Nutrient Comparison: Rice VS Boiled Red Kidney Beans per 100 g
Compare the macro and micronutrient content in 100 g of Rice versus 100 g of Boiled Red Kidney Beans to make informed dietary choices. Explore their nutritional differences and benefits.
Lets compare vitamin content per 100 grams of Rice vs Boiled Red Kidney Beans:
- 100 grams of Rice have 2.8 times more Vitamin B3, 4.6 times more Vitamin B5 and 1.4 times more Vitamin B6 than Boiled Red Kidney Beans.
- While 100 g of Boiled Red Kidney Beans contain 2.3 times more Vitamin B1, 16.3 times more Vitamin B9 and 84 times more Vitamin K than Raw Regular Long-grain White Rice.
- Both Rice and Boiled Red Kidney Beans provide similar amounts of Vitamin B2 per 100 grams.
- 100 grams of Rice have insufficient amounts of Vitamin K
- Both Raw Regular Long-grain White Rice as well as Boiled Red Kidney Beans have insufficient amounts of Vitamin A, Vitamin B12, Vitamin C, Vitamin D and Vitamin E in 100 grams.
Comparing minerals per 100 grams for Rice vs Boiled Red Kidney Beans:
- 100 grams of Rice have 2.3 times more Manganese and 12.6 times more Selenium than Boiled Red Kidney Beans.
- While 100 g of Boiled Red Kidney Beans contain 3.7 times more Iron, 1.8 times more Magnesium and 3.5 times more Potassium than Raw Regular Long-grain White Rice.
- Both Rice and Boiled Red Kidney Beans contain similar levels of Calcium, Copper, Phosphorus and Zinc per 100 grams.
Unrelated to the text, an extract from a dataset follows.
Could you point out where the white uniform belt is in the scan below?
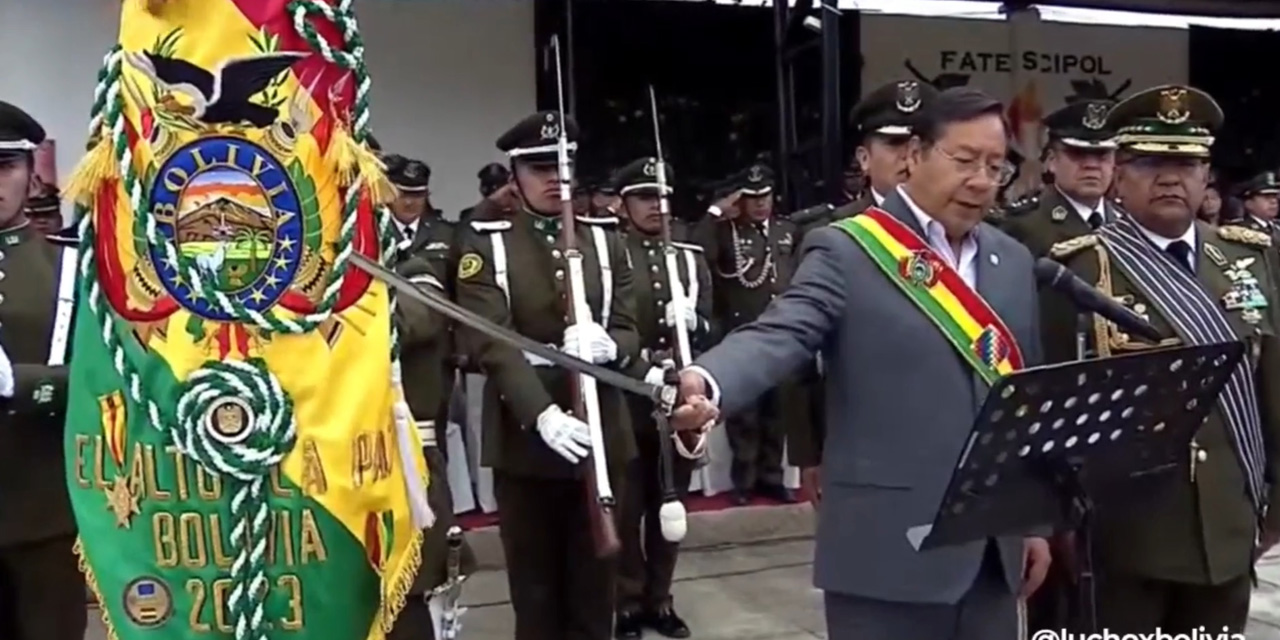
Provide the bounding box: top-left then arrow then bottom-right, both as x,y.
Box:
413,420 -> 438,447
Comparison of macro-nutrients per 100 grams:
- 100 grams of Rice have 2.9 times more Energy and 3.5 times more Carbohydrate than Boiled Red Kidney Beans.
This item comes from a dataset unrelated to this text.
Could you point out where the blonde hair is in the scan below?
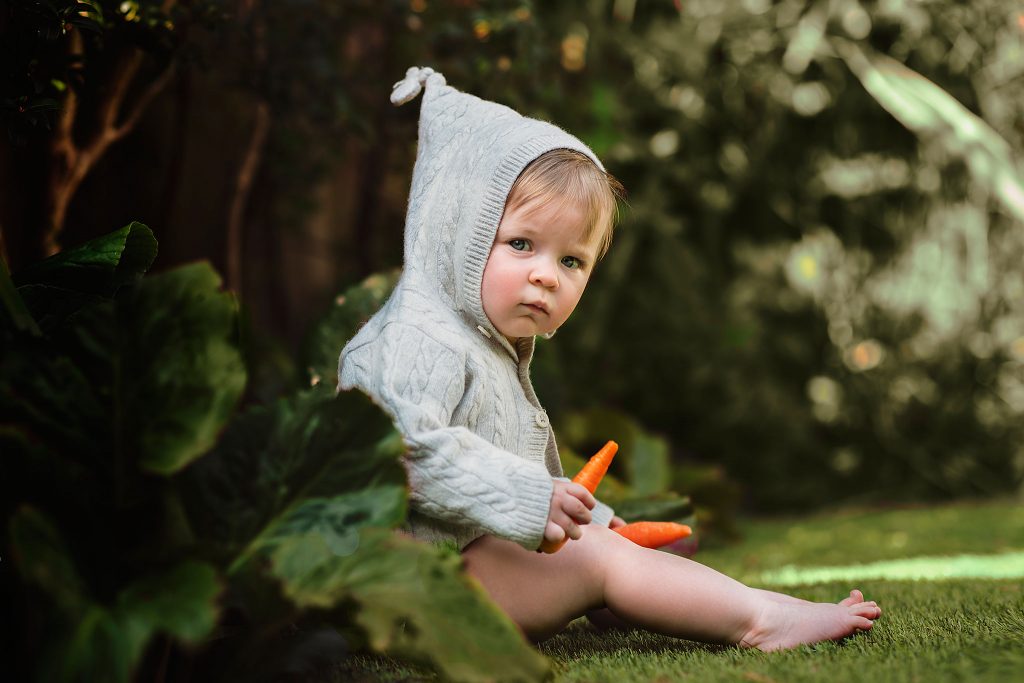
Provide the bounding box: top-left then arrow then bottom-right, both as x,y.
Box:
505,148 -> 626,260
- While 100 g of Boiled Red Kidney Beans contain 5.4 times more Omega 3 and 5.7 times more Fiber than Raw Regular Long-grain White Rice.
- Both Rice and Boiled Red Kidney Beans offer comparable quantities of Protein per 100 grams.
- 100 grams of Rice provide inadequate amounts of Omega 3
- Both Raw Regular Long-grain White Rice as well as Boiled Red Kidney Beans provide inadequate amounts of Omega 6 in 100 grams.